After the Fed says they will Print More Money (QE3) Egan-Jones downgrades U.S. Sovereign Debt

Posted by PITHOCRATES - September 16th, 2012

Week in Review

Back when the Congress and the White House were battling it out to raise the debt limit the final compromise to raise the limit caused Standard and Poor’s to lower the U.S. sovereign debt rating for the first time in history.  The Left blamed the Republicans for refusing to raise taxes.  As if the excessive spending had nothing to do with it.  Well, another credit agency is downgrading the U.S. sovereign debt rating.  And this happened after the Fed announced QE3.  And nothing else (see Egan-Jones downgrades U.S. rating on QE3 move by Wallace Witkowski posted 9/14/2012 on Market Watch).

Egan-Jones Ratings Co. said Friday it downgraded its U.S. sovereign rating to AA- from AA on concerns that the Fed’s new round of quantitative easing, or QE3, will hurt the U.S. economy.

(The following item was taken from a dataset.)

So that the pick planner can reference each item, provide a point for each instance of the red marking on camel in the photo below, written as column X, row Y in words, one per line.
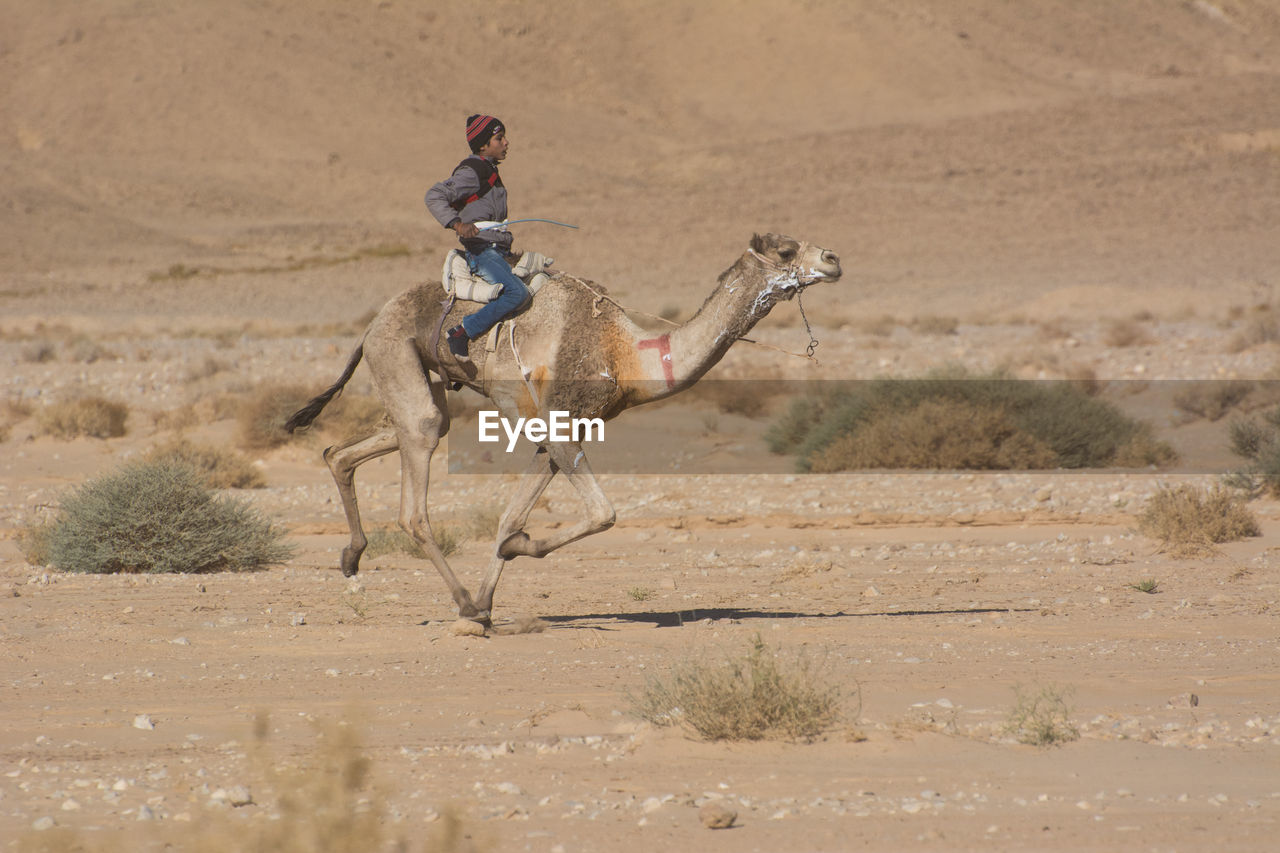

The ratings agency said the Fed’s plan of buying $40 billion in mortgage-backed securities a month and keeping interest rates near zero does little to raise GDP, reduces the value of the dollar, and raises the price of commodities.

QE3 is Keynesian stimulus.  Printing money.  Which according to Egan-Jones won’t help the economy.  Apparently the people at Egan-Jones aren’t Keynesians.  Like in the Obama administration.  And at the Fed.  QE3 will devalue the dollar and raise prices.  While it may cause some short-term stimulus it will only make things worse in the long run.  Because of that inflation.  And it doesn’t address the real drag on the economy.  The anti-business policies of the Obama administration.  The biggest one being Obamacare.  With Taxmageddon right up there with it.  It’s the high taxes and costly regulatory policies that are holding back economic growth.  And devaluing the dollar doesn’t help these problems.  It only compounds them.  By raising prices.

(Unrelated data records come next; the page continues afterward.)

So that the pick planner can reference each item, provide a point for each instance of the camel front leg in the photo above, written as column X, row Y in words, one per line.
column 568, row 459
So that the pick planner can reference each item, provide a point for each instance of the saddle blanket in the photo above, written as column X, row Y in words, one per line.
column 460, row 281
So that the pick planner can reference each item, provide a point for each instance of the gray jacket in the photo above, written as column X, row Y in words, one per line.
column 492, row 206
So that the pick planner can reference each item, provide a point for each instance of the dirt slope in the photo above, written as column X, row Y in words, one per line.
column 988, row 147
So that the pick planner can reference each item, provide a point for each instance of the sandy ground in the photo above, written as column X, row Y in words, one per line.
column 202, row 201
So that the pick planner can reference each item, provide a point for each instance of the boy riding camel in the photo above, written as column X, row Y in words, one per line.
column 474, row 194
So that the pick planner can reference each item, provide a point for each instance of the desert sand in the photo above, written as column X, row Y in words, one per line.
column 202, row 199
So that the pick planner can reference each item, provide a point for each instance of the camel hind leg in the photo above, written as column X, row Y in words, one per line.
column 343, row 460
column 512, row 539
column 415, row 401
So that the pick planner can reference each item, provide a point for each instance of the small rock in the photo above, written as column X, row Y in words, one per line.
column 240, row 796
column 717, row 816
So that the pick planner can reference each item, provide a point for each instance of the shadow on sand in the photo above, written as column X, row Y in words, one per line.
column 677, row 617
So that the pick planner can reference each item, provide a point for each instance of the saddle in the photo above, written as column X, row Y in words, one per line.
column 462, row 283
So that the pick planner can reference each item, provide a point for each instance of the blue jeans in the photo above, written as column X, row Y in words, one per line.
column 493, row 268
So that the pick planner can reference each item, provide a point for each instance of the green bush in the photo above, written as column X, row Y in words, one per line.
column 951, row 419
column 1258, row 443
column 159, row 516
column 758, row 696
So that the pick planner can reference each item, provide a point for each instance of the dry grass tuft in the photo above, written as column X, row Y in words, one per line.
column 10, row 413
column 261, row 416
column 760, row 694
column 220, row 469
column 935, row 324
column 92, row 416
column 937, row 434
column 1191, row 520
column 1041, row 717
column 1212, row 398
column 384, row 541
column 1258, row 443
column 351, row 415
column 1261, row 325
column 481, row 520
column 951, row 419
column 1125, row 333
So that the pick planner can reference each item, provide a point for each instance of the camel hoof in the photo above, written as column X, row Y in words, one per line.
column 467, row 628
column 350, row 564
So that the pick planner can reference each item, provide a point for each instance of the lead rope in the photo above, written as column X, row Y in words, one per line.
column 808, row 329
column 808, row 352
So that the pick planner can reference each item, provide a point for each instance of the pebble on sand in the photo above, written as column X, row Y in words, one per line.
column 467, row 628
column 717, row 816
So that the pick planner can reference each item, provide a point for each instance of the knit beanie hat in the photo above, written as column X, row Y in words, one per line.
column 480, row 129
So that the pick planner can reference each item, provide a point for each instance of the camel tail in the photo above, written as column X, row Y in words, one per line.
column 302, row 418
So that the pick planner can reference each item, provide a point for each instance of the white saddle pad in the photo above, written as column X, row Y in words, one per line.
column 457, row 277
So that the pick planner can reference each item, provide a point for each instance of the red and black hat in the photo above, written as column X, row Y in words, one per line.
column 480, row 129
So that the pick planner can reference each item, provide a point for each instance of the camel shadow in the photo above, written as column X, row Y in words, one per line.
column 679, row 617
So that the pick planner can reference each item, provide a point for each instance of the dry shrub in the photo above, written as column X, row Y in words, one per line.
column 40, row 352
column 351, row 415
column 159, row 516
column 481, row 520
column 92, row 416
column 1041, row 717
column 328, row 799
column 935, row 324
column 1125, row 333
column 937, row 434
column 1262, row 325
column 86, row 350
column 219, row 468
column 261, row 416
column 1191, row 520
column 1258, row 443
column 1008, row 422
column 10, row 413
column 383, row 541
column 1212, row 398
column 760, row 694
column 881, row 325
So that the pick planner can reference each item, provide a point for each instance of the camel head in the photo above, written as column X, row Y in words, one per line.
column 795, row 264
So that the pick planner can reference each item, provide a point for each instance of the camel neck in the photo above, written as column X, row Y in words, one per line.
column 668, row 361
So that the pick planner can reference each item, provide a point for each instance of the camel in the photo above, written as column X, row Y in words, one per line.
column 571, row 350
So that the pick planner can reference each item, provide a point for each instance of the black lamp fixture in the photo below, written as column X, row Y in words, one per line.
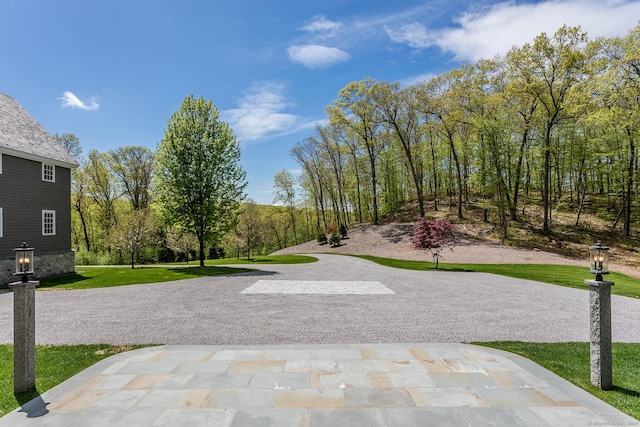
column 599, row 260
column 24, row 262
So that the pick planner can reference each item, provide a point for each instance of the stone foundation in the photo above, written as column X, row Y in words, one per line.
column 45, row 265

QE3 will take a bad economy and make it worse.  Making the recession longer.  And the eventual recovery more painful.  Just like every recovery after a long period of inflation.  Just like after the Seventies.  Just like after the Nineties after the dot-com bubble burst.  Just like now after the subprime mortgage crisis.  There is a pattern here.  Easy money leads to irrational exuberance.  (Reckless spending encouraged by cheap money.)  And very unpleasant recoveries.  We got out of the early Eighties recession by cutting taxes.  Not with inflationary monetary policies.  We got out of the early 2000s recession by cutting taxes.  Along with some inflationary monetary policy.  The recovery wasn’t as long lasting as it was following the Eighties.  Now they are only proposing inflationary monetary policy without any tax cuts.  Which is why the Great Recession lingers still.  Proving tax cuts stimulate.  Not inflationary monetary policy.